El comercio en ring de la Bolsa de Metales de Londres (LME), uno de los últimos métodos de negociación abierta del mundo, enfrenta un futuro incierto. A pesar de que la mayoría de las empresas involucradas han reafirmado su compromiso con este método tradicional, las crecientes presiones económicas y el auge del comercio electrónico ponen en duda su viabilidad a largo plazo.
El ring tiene sus raíces en el siglo XIX, cuando los comerciantes de metales se reunían en la casa de café Jerusalén en Cornhill, en la City de Londres, para llevar a cabo sus negocios. Este sistema se formalizó en la LME y alcanzó su apogeo en la década de 1980, cuando alrededor de 30 empresas participaban en el comercio en ring. Con su característico círculo de asientos de cuero rojo y señales manuales complejas, el ring ofrecía un entorno único para la negociación de metales como el cobre y el aluminio.

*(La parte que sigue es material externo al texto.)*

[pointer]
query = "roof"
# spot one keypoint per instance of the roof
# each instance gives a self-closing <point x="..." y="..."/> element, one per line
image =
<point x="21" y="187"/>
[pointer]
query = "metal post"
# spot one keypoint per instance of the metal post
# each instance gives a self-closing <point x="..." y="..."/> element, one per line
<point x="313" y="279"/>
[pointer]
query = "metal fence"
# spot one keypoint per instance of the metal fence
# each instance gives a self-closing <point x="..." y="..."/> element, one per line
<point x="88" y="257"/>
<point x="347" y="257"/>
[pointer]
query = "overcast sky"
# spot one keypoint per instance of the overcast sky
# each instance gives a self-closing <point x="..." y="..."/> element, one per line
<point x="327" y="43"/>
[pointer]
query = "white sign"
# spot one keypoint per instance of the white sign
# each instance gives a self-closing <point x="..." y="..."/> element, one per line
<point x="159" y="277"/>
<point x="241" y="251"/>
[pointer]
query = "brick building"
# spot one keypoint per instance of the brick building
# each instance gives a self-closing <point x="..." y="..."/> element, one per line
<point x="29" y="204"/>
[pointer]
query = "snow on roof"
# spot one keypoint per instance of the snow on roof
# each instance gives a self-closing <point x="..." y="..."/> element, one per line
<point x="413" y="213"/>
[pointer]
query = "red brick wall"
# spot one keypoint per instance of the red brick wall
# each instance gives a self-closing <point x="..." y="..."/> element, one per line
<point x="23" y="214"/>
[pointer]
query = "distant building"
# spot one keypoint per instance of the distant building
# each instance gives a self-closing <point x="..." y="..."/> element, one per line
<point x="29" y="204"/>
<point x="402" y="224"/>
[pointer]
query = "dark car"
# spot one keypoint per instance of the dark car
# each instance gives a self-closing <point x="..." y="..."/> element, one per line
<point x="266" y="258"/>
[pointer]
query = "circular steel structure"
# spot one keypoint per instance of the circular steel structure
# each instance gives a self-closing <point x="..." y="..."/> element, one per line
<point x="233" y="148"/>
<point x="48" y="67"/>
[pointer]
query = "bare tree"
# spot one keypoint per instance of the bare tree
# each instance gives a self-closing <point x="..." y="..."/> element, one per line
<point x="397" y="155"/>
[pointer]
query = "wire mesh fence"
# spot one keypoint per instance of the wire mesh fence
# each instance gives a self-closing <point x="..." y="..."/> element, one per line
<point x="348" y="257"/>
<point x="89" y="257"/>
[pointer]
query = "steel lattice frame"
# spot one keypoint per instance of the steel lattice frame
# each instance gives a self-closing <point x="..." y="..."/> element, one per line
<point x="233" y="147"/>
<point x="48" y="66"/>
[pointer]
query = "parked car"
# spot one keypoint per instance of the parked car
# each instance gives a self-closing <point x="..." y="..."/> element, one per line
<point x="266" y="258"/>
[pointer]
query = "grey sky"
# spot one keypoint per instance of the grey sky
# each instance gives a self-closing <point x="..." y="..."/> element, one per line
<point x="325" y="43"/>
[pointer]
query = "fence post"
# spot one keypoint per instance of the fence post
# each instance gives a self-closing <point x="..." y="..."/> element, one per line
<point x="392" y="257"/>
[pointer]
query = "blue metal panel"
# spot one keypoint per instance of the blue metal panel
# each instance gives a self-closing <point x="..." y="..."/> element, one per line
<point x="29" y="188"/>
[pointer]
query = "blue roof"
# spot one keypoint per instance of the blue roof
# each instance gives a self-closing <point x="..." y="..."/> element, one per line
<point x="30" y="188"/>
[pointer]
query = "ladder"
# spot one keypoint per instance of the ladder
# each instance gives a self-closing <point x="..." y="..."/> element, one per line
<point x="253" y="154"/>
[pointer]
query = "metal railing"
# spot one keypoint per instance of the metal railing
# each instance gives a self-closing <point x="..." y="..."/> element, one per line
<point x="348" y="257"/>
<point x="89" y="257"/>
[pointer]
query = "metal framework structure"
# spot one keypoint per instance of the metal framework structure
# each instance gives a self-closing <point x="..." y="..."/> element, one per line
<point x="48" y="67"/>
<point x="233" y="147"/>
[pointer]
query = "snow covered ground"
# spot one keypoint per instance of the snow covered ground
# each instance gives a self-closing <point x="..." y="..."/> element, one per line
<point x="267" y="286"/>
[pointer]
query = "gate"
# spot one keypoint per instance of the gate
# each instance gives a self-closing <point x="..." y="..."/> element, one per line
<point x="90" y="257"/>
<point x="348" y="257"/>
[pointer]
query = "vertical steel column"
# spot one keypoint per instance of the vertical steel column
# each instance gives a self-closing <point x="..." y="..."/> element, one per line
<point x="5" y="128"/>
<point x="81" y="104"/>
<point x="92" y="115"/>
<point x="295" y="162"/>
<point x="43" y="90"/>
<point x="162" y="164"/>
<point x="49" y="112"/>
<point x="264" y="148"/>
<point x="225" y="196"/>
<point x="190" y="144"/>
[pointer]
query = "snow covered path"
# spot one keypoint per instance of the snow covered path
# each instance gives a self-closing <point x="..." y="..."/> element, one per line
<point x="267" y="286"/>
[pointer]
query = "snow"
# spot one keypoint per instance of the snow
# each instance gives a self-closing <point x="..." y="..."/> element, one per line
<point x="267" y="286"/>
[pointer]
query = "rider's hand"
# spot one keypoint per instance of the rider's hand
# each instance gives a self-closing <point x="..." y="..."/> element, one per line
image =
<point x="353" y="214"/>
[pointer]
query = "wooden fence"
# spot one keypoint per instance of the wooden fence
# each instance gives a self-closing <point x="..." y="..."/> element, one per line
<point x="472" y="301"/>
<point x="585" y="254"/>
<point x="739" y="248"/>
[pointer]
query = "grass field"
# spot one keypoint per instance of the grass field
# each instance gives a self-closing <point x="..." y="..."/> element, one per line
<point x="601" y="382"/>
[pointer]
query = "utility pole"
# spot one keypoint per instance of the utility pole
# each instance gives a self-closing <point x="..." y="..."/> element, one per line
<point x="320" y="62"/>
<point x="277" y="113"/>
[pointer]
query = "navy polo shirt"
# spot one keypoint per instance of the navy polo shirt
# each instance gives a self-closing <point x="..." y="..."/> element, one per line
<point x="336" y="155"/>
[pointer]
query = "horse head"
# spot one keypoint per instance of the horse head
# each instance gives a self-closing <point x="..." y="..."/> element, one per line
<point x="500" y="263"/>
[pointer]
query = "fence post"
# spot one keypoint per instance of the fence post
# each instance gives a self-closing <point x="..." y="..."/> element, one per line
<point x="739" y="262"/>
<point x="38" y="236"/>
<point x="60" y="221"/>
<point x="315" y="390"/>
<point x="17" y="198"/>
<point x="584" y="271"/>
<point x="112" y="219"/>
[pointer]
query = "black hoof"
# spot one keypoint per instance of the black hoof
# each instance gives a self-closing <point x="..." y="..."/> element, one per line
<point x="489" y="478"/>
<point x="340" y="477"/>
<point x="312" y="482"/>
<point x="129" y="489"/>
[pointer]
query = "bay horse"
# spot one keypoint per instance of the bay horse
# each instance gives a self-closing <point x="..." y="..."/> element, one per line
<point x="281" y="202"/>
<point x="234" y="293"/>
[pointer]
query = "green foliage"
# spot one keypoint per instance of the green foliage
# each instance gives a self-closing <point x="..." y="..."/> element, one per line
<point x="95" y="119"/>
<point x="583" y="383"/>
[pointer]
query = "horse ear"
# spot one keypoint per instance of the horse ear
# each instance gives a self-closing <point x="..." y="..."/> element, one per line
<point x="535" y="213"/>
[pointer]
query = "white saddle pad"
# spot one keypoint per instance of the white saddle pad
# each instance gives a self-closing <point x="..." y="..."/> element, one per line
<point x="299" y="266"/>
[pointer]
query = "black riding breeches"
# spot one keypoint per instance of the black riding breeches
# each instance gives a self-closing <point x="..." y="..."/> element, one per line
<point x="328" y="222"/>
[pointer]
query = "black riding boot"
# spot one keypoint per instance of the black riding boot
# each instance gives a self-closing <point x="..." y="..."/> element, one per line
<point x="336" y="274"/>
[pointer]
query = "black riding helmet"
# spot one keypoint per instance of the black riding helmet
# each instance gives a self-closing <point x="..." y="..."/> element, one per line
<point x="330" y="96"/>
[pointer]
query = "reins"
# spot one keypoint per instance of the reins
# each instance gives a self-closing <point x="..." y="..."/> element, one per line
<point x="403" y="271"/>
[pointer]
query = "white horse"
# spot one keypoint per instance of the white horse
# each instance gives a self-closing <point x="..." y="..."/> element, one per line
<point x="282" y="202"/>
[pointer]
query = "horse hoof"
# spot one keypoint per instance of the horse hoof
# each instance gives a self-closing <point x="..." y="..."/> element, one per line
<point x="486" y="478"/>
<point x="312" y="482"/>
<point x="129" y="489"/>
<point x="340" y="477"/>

Hoy en día, solo siete participantes permanecen activos en el ring, y la LME ha declarado que cerrará el piso si el número de miembros cae por debajo de seis o si el volumen de comercio en el segundo ring cae a menos del 75% del nivel del año pasado. Aunque la LME ha confirmado que los volúmenes actuales se mantienen por encima de este umbral, no ha especificado por cuánto margen, lo que alimenta la incertidumbre sobre el futuro del ring.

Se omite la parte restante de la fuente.